Beinart reminds us that Emanuel’s former boss and fellow Chicagoan, Barack Obama, as a senator wrote of his “patriotic resentment” at seeing Mexican flags at pro-immigration rallies and his “frustration” at needing a translator to complete even basic tasks.
These would not be welcomed sentiments in much of the Democratic Party today, to say the least.
So how did we get from a place where Democrats’ platform was explicit about the fact that “those who enter our country’s borders illegally, and those who employ them, disrespect the rule of the law,” to a moment where Emanuel and other mayors are expending considerable resources to fight for illegal immigrants?
Some of it has to do with what happened on the Republican side when the previously mostly pro-immigration party flipped on the subject. You can draw the clearest of lines between the GOP revolt against a plan for amnesty in exchange for increased enforcement during the second term of George W. Bush.
When the GOP took a turn against immigration, Democrats moved the other way.
But there are other factors at work here, not the least of which is Democratic overreliance on political demography. The overwhelming belief among Democrats that future success is assured based on the rising number of minority – especially Hispanic – voters has led to some huge blind spots on the subject.
For Democrats, illegal immigration is increasingly treated as a social issue – a matter of principle – rather its long-standing status as an economic issue. When Democrats were still ardently pursuing middle-class white voters from industrial and agricultural regions of the country they made some of the same arguments that the Trump White House uses to support not just the crackdown on illegal immigration, but curbs on immigration itself.

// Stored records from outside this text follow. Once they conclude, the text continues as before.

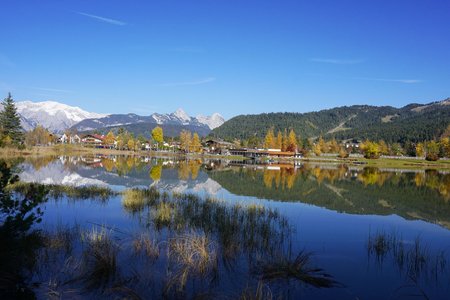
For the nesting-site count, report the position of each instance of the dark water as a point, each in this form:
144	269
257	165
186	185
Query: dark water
306	231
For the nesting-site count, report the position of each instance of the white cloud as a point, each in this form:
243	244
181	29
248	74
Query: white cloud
52	90
337	61
195	82
103	19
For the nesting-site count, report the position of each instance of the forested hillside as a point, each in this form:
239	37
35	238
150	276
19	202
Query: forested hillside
414	122
144	129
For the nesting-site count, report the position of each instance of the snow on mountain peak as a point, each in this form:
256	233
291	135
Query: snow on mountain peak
182	115
213	121
53	115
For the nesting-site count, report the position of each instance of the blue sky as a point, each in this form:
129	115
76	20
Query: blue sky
231	57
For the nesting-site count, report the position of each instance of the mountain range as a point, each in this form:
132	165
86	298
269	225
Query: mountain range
58	117
413	122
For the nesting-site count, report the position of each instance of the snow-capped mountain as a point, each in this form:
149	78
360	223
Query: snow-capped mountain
57	117
27	125
182	118
213	121
52	115
178	118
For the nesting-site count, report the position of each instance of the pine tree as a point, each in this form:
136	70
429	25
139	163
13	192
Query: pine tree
196	146
269	140
279	141
292	142
185	140
157	135
10	122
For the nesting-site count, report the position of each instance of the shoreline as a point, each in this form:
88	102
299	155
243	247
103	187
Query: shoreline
70	150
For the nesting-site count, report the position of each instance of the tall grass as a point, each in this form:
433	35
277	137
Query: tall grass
99	259
299	268
135	199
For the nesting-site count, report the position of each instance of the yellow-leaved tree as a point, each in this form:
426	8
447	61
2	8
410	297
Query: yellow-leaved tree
196	145
157	135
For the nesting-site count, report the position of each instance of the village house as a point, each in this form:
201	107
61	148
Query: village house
70	139
218	146
93	139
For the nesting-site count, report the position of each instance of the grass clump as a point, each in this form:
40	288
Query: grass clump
146	245
99	259
299	269
58	191
135	199
193	254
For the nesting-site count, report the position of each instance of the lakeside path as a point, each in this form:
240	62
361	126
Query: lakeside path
400	162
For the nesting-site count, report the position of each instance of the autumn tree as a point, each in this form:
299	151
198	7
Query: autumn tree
322	145
11	130
131	144
384	149
196	145
269	141
432	151
185	140
370	149
445	147
109	139
334	146
38	136
285	141
292	142
279	140
157	135
155	172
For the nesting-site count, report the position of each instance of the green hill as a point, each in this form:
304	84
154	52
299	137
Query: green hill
414	122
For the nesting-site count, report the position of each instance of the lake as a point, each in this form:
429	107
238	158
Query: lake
164	227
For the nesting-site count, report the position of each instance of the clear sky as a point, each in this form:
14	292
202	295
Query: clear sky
226	56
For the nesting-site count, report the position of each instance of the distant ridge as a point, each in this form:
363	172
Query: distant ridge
58	117
413	122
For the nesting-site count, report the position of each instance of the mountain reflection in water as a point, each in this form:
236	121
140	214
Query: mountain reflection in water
264	231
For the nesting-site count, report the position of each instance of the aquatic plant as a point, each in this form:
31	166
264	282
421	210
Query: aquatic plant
261	292
146	245
192	254
135	199
299	268
99	259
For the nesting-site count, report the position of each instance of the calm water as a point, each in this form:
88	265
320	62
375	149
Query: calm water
362	233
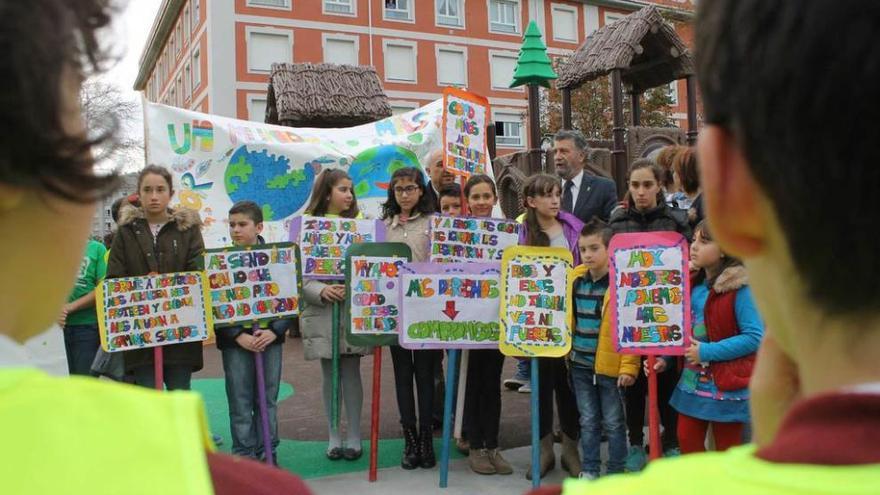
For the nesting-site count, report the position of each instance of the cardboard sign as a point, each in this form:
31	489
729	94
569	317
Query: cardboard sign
324	241
450	306
464	132
536	303
457	239
650	293
372	300
153	310
253	283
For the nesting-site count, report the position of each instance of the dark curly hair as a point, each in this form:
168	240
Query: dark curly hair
47	47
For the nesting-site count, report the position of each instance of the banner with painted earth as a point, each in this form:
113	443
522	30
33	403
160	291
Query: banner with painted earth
217	161
153	310
449	305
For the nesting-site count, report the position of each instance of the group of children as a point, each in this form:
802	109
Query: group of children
587	384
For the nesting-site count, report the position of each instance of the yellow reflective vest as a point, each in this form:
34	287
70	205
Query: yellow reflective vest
80	435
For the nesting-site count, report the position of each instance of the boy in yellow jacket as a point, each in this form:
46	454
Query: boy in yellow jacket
597	371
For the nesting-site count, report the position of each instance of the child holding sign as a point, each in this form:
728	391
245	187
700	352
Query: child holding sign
645	210
482	405
597	371
238	345
713	389
407	217
155	239
546	225
333	196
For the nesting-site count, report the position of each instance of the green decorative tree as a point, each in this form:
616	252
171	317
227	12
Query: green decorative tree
533	65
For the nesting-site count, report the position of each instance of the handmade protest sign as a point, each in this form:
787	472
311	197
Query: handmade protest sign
464	132
536	309
650	287
373	292
450	305
324	241
455	239
253	283
153	310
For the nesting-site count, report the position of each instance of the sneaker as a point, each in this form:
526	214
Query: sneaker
636	459
479	462
500	463
514	383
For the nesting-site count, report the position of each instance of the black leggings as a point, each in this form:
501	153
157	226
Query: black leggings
553	378
418	365
636	397
482	404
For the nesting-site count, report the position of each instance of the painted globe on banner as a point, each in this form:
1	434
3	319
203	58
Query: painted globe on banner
267	180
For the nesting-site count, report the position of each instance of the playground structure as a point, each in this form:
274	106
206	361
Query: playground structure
639	52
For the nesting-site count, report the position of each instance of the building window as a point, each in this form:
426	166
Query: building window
504	16
399	10
197	70
400	61
344	7
266	47
451	66
196	8
502	67
450	13
508	130
257	108
565	23
272	4
341	49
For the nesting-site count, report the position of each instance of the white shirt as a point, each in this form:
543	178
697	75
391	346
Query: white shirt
575	189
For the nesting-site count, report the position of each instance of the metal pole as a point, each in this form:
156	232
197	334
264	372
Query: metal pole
692	110
618	154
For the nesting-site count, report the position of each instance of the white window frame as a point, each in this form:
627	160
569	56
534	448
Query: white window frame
461	17
397	42
517	22
611	17
341	37
577	23
250	101
451	48
510	112
411	13
506	54
351	3
248	30
288	5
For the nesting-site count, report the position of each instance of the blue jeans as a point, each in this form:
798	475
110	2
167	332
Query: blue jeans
81	343
601	407
244	406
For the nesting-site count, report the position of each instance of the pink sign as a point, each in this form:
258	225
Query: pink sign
650	293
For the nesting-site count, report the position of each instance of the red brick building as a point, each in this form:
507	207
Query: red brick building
214	55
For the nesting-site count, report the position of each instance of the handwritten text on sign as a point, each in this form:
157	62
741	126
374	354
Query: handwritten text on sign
252	285
153	310
323	242
374	295
465	125
471	239
649	297
452	305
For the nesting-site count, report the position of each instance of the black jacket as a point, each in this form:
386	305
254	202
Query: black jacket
597	196
660	219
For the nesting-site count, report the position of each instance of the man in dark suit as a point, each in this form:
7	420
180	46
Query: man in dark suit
583	194
439	177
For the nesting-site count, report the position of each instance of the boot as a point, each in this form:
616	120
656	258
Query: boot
411	459
426	448
570	458
547	459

When Emanuel and others defend protected status for those in the country illegally, including those working off the books and low wages, what must downscale voters who have seen little in the way of wage growth think?
Democrats make few arguments in defense of immigration, legal or illegal, but instead denounce Republican efforts to curb abuses. Centuries of varying success in America assimilating immigrants reveals one constant: Individuals in the most economic peril tend to be among the least accepting of immigration.
And the Democratic brand is supposed to be about individuals in economic peril, right?
By including an ardent defense of illegal immigrants in their evolving platform, Democrats are losing their chance to make the case to the broader electorate for not just legal immigration, but also their party’s effort to reengage with voters on the economy.